The President said that the government advocates democracy and the democratic decision making allowing the people to speak out their grievances.
ˈToday, the people have become closer to each other and political parties tolerate each other more than before,ˈ Rouhani said.
In light of national unity, the nation will put behind all the difficulties.
Final nuclear agreement likely to be signed in July – Gary Sick
Meanwhile, an American Middle East analyst has said that the final nuclear deal between Iran and the G5+1 would probably be signed in July.
Signals coming from both sides indicate that the final agreement could be signed by July 20, Gary Sick told IRNA in an exclusive interview which was published on Wednesday.
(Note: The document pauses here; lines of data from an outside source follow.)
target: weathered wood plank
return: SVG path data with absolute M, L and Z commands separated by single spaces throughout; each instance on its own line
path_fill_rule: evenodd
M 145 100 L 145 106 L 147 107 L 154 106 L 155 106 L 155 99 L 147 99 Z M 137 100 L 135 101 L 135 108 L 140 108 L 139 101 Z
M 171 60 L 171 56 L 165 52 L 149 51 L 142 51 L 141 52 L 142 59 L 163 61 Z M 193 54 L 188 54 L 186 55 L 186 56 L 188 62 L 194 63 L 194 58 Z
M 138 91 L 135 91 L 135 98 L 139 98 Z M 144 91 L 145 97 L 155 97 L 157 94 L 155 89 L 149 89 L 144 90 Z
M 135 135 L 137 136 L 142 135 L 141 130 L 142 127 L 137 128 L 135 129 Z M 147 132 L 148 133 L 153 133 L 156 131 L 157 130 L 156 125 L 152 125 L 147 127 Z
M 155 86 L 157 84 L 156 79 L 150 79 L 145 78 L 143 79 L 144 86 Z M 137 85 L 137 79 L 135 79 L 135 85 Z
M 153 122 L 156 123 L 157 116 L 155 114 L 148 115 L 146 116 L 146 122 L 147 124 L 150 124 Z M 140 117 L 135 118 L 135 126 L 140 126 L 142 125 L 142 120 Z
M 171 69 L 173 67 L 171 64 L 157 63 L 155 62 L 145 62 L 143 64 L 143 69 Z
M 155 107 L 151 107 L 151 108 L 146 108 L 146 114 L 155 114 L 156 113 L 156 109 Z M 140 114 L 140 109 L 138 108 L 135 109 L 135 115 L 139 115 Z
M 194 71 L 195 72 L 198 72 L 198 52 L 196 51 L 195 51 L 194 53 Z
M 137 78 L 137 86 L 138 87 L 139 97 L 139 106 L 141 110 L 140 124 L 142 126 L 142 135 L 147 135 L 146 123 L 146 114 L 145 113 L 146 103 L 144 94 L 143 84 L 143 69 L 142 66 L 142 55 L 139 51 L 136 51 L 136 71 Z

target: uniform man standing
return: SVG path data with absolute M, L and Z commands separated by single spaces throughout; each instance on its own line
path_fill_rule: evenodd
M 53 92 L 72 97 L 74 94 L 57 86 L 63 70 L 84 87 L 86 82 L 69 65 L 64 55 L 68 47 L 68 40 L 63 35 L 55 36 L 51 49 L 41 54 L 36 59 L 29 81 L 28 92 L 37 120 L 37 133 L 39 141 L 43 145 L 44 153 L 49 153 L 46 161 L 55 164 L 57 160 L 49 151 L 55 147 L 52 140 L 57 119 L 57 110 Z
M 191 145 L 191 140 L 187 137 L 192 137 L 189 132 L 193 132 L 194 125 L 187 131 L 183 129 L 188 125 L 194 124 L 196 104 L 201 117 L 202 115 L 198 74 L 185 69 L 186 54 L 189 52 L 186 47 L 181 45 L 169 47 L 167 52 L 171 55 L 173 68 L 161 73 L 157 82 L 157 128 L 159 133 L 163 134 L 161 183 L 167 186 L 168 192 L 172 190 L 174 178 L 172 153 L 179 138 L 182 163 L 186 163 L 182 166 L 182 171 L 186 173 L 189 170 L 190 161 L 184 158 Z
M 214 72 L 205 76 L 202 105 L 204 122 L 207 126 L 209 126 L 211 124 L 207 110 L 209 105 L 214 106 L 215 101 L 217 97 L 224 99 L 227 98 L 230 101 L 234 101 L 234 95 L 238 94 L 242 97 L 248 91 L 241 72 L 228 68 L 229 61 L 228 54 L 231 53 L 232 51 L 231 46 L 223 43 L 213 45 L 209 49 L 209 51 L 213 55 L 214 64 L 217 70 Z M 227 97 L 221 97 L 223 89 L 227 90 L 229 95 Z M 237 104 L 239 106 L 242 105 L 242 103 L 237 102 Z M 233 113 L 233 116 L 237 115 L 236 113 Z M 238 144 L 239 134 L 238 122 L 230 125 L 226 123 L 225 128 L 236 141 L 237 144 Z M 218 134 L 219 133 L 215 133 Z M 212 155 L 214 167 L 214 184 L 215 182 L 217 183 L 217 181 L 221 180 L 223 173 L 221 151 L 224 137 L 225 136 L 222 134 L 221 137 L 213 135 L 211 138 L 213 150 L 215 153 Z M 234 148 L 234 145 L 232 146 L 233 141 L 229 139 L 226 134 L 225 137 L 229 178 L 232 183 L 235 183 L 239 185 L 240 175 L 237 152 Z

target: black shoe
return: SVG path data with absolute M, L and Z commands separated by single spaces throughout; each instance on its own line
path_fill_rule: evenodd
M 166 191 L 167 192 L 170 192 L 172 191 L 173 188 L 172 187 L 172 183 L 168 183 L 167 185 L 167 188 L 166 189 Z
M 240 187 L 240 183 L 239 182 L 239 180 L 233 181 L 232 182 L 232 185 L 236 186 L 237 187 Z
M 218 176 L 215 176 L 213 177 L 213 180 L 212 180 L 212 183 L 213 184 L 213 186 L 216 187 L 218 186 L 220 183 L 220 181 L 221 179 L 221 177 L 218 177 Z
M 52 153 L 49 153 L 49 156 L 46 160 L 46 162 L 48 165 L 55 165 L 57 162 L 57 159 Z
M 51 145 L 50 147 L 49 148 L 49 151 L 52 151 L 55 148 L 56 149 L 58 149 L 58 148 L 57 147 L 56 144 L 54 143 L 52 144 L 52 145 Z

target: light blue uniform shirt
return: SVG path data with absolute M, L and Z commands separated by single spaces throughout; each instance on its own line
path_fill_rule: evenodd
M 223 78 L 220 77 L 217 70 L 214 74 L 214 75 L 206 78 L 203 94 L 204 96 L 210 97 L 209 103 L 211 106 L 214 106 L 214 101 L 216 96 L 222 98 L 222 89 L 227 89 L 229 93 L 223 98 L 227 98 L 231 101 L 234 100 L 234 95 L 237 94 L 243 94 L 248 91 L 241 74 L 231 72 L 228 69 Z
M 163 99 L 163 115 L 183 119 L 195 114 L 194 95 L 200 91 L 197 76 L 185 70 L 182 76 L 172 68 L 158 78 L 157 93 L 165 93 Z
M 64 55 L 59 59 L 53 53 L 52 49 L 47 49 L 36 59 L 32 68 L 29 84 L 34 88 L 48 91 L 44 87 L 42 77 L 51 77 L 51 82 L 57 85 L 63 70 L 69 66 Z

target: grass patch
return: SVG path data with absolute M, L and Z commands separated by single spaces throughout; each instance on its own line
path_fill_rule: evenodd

Sick, who served on the staff of the US National Security Council under three US presidents (Gerald Ford, Jimmy Carter, and Ronald Reagan) noted that President Barack Obama hoped to use the achievement as a key point in the US Congress midterm election in 2014.
The academic who is also a specialist on Iran, made the remarks while commenting on the ongoing nuclear talks between experts of Iran and the world six big powers (five permanent members of the UN Security Council plus Germany) in New York.
Experts from Iran and the six countries resumed their negotiations in New York on Tuesday on the sidelines of the third session of the Preparatory Committee for the 2015 Review Conference of the Parties to the Treaty on the Non-Proliferation of Nuclear Weapons.
The expert-level talks are co-presided by head of the Iranian nuclear negotiating team Hamid Baeidinejad, who is director general for political and international security affairs at Iran’s Foreign Ministry, and Stephen Clement, an aide to the European Union foreign policy chief Catherine Ashton.
Participants in the ongoing talks are exchanging views on details of the final agreement and discussing its technical issues to present it to the official meeting, Sick told IRNA.
The US president is interested to have the job done as soon as possible, Sick added.